Barrington J. Bayley was considered at the forefront of the New Wave of science fiction movement of the 1960s and 1970s. Alongside authors like Philip Jose Farmer, they looked for inspiration in the beat writers and especially William S. Burroughs than the Golden Age of Science Fiction being the logical approach to sci-fi genealogy. Science fiction was overrun with stories about space, interstellar travel, and galactic wars. It was time for a change, even if that meant a transference from “hard” to “soft” science.

Instead of plucking a book from the movement’s peak, I dove into Bayley’s book The Grand Wheel. Published in 1977 for DAW, the novel hit at a time when science fiction was all over the board. And this book was no different.

The book is about Cheyne Scarne, a professor of “randomatics.” He is selected to represent humanity in a card game that has widely varying results. The stakes are high with his life on the line. Bayley pushes the limits by making the villain the ultimate mafia who is in control of everything illegal on all of the planets under human control. That pretty much covers it for master villainery.

The DAW edition’s cover art is a mixed bag of a hot mess. With a book that sounds like the ultimate Vegas experience under the weight of high stakes and a Casino Royale coolness, Scarne should be this James Bond-like character.

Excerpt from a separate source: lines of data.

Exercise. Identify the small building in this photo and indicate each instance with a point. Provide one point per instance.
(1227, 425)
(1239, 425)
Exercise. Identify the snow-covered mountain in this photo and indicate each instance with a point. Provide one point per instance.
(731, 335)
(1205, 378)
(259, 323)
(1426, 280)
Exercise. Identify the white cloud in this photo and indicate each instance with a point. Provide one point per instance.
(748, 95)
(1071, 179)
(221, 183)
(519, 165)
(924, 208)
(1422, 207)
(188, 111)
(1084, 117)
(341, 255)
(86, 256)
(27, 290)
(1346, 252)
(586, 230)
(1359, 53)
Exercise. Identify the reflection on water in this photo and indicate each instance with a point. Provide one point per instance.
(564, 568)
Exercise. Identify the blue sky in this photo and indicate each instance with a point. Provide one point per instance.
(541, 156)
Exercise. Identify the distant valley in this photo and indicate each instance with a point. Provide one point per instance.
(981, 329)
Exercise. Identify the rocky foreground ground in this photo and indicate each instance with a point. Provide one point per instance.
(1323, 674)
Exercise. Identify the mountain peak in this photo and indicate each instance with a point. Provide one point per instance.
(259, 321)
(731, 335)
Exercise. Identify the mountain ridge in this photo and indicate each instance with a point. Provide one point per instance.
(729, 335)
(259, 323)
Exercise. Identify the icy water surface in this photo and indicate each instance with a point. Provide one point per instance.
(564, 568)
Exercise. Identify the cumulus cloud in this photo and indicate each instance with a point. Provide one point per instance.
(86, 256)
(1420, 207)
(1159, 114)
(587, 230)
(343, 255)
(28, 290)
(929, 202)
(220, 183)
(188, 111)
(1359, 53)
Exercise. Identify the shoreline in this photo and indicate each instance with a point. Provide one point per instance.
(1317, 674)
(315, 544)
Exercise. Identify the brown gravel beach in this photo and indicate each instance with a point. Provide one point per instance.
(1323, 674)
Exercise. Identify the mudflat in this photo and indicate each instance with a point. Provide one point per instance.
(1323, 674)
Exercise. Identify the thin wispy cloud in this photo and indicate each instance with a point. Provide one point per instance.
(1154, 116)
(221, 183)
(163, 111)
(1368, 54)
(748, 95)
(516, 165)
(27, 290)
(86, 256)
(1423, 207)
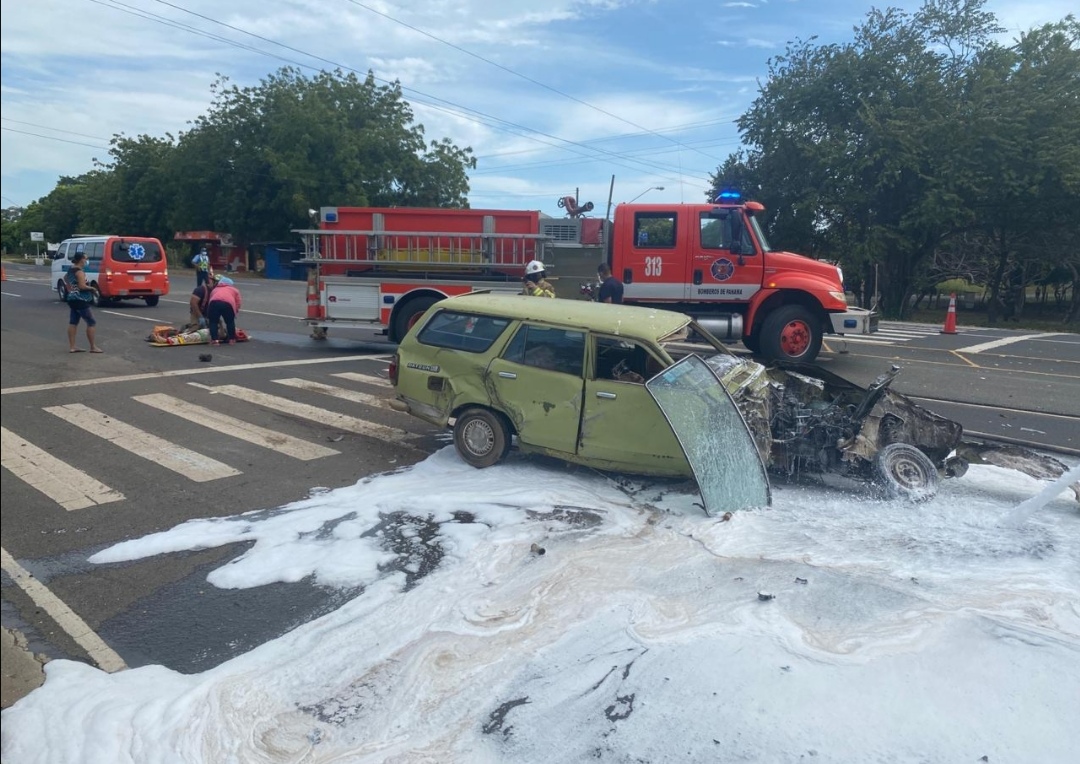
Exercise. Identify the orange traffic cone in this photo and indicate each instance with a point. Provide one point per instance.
(950, 316)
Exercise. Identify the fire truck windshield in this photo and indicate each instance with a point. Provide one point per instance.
(759, 235)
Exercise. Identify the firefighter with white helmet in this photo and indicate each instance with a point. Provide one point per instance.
(535, 283)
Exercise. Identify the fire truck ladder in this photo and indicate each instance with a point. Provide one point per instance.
(422, 250)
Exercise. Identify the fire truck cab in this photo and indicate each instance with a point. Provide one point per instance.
(714, 262)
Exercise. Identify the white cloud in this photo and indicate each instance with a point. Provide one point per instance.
(88, 67)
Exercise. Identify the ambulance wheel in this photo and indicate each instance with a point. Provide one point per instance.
(408, 315)
(481, 437)
(902, 471)
(791, 333)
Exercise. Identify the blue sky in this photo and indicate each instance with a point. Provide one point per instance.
(555, 97)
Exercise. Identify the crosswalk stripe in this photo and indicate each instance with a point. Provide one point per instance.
(856, 340)
(237, 428)
(898, 333)
(368, 378)
(355, 397)
(68, 486)
(189, 464)
(322, 416)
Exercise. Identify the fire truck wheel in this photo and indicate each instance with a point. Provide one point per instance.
(791, 333)
(481, 437)
(408, 315)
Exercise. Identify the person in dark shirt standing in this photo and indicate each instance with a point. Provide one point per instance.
(610, 286)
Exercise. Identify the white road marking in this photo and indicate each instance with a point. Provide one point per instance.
(341, 392)
(183, 373)
(832, 339)
(144, 444)
(65, 617)
(69, 487)
(322, 416)
(367, 378)
(127, 316)
(995, 344)
(237, 428)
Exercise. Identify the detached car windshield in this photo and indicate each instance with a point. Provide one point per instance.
(713, 434)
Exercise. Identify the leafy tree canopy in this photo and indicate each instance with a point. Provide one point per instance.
(258, 160)
(921, 132)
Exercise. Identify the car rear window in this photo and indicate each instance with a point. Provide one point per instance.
(136, 252)
(449, 329)
(545, 347)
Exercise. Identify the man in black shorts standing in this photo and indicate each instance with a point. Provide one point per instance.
(610, 286)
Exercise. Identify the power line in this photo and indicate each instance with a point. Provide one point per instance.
(52, 137)
(458, 109)
(55, 130)
(524, 77)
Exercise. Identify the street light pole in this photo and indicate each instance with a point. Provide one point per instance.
(650, 188)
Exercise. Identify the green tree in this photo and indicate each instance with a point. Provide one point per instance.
(864, 148)
(264, 156)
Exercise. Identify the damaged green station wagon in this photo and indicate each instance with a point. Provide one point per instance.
(592, 384)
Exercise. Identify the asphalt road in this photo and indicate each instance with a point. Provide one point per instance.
(140, 439)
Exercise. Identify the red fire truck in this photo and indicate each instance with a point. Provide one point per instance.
(385, 267)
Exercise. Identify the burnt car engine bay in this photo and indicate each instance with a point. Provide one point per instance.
(807, 420)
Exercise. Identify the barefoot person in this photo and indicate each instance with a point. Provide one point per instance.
(80, 297)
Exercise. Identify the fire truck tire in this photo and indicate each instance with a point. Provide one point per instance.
(902, 471)
(481, 437)
(791, 333)
(408, 315)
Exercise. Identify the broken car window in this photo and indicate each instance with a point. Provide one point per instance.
(714, 437)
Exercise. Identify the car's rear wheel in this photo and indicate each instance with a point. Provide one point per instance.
(482, 437)
(903, 471)
(791, 333)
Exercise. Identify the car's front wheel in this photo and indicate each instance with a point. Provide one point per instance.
(903, 471)
(481, 437)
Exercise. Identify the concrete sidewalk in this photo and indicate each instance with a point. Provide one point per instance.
(22, 669)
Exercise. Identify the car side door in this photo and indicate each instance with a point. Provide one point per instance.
(622, 428)
(537, 383)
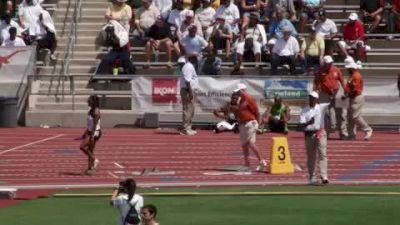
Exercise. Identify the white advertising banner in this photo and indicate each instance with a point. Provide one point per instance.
(161, 94)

Yet, artist Don Maitz portrays Scarne as this weird Gary Shandling/Billy Crystal-looking creeper who looks like a stereotypical prog rock fan. Scarne is a professor, but Maitz does not even portray him as that. He looks like a referee at a Pee-Wee Soccer League who still lives with his mom. This is the guy who is supposed to save humanity? This is our hope? Maitz’s artwork is on a much higher level than what this cover insists.

Nonetheless, the book moves quickly, giving us the illusion of statistical science to provoke ideas in the plot just to make us feel Scarne’s intellect. The villain—a lizard in Maitz’s view—is powerful without presenting himself as so. It’s a card game based on random probability. Out of all the things in the universe, Bayley picks a card game for the book’s excitement. I give him credit for going out on a limb and creating a science fiction world that is original. It’s just hard to move past its own disposable story and surrealistic ending to make it memorable.